Llevemos la caricia de Dios a todos los hombres

La Cuaresma nos está invitando permanentemente a conocer más y más a Jesucristo, a vivir con coherencia la fe, con un estilo de vida que exprese y manifieste la bondad y el amor de Dios. Expresemos su misericordia, ofrezcamos signos concretos de su cercanía. Esta caricia de Dios que lleva alegría al corazón de quien la percibe, a la vida personal y colectiva de los hombres, se esconde en pequeñas cosas y alcanza su cumplimiento con espíritu de servicio. A mí, siempre me ha impresionado la vida de san Pablo, el apóstol que llevó la caricia de Dios a los gentiles. Su vida y sus obras son un cántico que se puede resumir en esta palabra: alegría, gaudete. ¿Cómo es posible que en una vida atormentada, llena de persecuciones, de hambre, de sufrimientos diversos, siempre está presente la alegría? No encuentro otra explicación más que la experiencia tan honda que él tiene del Señor y que le lleva a la conversión: «No soy yo, es Cristo quien vive en mí». Aquel que me ama hasta dar su vida por mí y por todos los hombres, está cerca de mí. Y lo está en todas las situaciones; por eso, en la profundidad del corazón reina una alegría que es más grande que todos los sufrimientos.
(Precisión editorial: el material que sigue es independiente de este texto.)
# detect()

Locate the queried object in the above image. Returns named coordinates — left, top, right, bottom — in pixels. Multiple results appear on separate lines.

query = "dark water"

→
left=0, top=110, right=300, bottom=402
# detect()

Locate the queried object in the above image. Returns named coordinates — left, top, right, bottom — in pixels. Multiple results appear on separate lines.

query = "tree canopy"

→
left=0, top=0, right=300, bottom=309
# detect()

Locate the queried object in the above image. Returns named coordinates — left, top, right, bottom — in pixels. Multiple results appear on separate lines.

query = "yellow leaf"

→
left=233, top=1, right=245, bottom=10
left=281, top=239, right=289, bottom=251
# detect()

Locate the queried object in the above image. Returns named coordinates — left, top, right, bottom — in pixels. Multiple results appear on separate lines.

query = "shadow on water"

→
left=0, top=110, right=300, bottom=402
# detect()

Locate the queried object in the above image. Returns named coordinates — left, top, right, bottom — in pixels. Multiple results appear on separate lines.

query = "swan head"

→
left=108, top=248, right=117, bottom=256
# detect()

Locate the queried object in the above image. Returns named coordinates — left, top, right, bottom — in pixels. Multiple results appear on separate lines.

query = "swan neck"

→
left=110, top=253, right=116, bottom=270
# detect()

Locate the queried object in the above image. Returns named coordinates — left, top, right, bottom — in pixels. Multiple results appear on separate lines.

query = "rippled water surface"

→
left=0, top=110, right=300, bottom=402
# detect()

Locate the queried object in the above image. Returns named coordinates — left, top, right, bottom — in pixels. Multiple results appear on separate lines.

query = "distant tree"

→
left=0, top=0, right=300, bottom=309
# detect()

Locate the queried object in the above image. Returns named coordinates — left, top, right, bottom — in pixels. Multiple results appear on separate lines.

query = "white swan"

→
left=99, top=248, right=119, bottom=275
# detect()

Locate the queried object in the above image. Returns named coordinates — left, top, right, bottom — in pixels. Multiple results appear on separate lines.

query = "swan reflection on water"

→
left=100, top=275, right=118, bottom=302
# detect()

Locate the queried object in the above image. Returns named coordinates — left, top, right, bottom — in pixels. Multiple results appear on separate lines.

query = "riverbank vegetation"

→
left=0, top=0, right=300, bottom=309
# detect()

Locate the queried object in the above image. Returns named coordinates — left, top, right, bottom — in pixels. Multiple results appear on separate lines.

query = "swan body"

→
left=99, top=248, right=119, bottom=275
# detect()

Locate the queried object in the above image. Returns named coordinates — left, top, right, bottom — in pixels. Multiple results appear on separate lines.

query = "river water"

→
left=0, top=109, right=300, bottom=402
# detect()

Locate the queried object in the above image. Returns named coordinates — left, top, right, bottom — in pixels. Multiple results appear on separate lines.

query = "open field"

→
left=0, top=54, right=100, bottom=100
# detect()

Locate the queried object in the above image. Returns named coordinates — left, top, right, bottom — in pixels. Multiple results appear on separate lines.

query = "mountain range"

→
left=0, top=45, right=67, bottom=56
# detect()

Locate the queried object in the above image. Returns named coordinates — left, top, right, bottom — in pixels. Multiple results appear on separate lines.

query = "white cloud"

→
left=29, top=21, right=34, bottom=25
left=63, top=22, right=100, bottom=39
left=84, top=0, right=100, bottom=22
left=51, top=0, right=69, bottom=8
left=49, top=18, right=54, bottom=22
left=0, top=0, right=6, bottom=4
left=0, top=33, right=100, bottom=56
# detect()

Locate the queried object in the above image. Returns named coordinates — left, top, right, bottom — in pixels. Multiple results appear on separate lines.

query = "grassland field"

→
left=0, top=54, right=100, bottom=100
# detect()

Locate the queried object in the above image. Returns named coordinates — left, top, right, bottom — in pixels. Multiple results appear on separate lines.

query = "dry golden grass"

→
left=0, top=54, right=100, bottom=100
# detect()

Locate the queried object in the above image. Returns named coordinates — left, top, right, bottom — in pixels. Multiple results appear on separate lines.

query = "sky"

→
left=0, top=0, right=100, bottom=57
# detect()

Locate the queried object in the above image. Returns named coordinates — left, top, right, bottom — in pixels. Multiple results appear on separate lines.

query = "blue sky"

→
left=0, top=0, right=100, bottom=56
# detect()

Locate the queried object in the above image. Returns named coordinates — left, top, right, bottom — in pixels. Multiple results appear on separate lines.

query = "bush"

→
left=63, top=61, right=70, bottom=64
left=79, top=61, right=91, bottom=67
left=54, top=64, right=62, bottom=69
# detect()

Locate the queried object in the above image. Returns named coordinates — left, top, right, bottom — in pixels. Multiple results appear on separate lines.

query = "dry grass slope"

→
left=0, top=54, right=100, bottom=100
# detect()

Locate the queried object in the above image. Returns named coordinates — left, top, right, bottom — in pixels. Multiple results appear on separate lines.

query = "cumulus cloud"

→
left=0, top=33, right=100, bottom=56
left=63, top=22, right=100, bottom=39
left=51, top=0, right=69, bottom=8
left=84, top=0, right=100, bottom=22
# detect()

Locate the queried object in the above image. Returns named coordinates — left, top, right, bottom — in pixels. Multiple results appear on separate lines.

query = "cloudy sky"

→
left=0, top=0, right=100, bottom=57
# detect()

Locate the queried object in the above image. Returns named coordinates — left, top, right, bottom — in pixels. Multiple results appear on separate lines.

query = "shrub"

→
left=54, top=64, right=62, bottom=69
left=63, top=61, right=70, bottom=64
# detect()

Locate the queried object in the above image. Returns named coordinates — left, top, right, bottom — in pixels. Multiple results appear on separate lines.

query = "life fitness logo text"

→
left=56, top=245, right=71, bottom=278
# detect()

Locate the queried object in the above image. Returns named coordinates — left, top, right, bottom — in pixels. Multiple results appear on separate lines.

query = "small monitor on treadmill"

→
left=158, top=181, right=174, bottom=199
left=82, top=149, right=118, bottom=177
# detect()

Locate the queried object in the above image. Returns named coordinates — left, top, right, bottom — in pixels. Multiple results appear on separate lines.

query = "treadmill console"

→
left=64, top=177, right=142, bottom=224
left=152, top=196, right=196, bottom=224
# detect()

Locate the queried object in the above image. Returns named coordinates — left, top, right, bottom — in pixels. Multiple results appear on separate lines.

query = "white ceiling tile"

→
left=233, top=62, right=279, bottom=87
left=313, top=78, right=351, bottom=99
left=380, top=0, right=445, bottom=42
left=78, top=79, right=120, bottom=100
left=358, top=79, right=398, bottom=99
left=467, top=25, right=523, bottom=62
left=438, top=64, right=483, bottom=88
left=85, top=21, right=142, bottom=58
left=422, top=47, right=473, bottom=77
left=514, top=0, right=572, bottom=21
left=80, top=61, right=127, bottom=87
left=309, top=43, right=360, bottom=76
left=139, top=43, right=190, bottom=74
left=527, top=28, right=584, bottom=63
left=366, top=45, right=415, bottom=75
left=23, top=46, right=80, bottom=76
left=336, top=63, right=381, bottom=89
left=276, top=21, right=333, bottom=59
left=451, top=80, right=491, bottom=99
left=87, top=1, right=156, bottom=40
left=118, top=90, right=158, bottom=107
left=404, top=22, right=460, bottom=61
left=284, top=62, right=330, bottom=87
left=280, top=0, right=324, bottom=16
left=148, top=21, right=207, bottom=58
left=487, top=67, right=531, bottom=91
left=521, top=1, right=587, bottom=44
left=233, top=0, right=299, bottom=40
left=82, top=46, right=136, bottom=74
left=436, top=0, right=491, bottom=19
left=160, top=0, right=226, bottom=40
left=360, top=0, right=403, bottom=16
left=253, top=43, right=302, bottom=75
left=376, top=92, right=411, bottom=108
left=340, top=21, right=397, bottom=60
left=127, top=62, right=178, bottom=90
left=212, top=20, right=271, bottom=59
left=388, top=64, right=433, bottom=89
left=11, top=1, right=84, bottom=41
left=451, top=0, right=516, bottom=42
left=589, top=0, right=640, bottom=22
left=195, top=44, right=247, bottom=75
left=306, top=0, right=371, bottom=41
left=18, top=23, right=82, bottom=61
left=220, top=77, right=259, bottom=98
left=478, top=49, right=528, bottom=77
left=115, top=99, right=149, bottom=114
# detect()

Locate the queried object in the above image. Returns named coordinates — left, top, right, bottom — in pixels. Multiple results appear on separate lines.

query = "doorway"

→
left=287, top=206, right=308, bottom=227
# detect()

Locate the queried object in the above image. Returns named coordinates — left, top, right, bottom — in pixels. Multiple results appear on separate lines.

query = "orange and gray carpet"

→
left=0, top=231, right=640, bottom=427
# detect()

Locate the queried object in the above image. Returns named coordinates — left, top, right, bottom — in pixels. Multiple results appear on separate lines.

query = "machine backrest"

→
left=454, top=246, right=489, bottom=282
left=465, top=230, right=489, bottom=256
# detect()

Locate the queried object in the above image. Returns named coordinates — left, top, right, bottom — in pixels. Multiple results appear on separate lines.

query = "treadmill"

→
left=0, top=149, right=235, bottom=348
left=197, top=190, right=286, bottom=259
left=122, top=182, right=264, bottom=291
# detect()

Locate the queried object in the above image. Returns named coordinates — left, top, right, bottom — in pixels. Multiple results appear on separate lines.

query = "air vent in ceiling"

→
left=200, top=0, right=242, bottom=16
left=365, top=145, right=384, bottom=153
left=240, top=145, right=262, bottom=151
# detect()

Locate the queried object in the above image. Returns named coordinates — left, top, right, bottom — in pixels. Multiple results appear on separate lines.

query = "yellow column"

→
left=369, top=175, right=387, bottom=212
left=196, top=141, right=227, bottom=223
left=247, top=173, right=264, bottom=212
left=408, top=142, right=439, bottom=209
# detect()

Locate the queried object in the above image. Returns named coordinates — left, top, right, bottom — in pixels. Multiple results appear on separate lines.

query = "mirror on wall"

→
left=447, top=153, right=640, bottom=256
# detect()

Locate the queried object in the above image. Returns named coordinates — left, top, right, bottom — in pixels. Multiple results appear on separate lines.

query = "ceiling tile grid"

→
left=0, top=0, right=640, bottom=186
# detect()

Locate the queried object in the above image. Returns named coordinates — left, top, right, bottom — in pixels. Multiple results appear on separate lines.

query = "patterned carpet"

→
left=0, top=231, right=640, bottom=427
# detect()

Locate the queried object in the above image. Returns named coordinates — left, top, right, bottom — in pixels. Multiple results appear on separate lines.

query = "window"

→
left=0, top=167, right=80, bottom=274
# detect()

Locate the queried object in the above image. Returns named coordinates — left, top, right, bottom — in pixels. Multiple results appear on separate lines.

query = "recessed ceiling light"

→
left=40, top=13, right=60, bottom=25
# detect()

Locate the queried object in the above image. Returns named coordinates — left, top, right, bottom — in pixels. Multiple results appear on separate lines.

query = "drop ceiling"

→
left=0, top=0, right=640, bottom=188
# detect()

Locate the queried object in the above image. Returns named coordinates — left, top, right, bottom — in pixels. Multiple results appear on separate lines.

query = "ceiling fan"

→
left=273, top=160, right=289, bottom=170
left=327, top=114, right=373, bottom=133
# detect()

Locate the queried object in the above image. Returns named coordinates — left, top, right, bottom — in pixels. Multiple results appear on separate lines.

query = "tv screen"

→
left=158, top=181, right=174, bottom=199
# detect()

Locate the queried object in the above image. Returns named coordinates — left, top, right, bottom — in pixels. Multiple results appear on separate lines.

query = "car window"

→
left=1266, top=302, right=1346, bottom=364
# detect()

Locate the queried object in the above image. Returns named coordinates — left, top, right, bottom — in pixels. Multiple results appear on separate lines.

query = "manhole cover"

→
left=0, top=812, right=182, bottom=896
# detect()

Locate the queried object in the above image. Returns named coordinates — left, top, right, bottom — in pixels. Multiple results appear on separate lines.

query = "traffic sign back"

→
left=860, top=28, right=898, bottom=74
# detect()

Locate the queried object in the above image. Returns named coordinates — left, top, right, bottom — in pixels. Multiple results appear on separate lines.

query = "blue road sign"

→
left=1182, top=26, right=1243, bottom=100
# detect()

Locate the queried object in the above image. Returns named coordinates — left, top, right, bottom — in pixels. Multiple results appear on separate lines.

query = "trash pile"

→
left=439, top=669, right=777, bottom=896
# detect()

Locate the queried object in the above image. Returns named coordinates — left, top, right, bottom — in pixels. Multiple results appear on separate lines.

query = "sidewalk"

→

Llevar la caricia de Dios a todos los hombres, es decir, llevar el Evangelio, la Buena Noticia, y lograr que experimenten la alegría de Jesucristo, es la gran tarea que tenemos sus discípulos. ¿Puede haber una misión más hermosa que esta? ¿Hay algo más grande y más estimulante que llevar el agua que quita la sed que todo ser humano tiene en lo más profundo de su corazón? ¡Qué bien nos lo explica el salmo 41, cuando nos dice: «como busca la cierva corrientes de agua, así mi alma te busca a ti, Dios mío»! Anunciar y testimoniar nuestra alegría es el núcleo de nuestra misión. Pero esto exige y pide de nosotros una conversión en la raíz de nuestra vida. ¡Qué maravilla! Qué oportunidad nos regala el Señor en este tiempo de Cuaresma: ni más ni menos que ser colaboradores de la alegría a los demás. Cuando nuestro mundo está triste y es negativo es porque olvida el retrato verdadero del hombre que tan maravillosamente ha revelado Jesucristo con su vida, y la versión verdadera de un Dios que nos ama y que nos dice los senderos por donde tenemos que caminar si deseamos servir, vivir y hacer vivir, teniendo siempre las palabras oportunas, hablando en verdad, aconsejando desde quien es Consejero y Maestro y decidiendo con los modos y maneras que tiene quien decidió crear todo lo que existe y entrar en esta historia para decirnos a los hombres la ruta que hemos de tomar.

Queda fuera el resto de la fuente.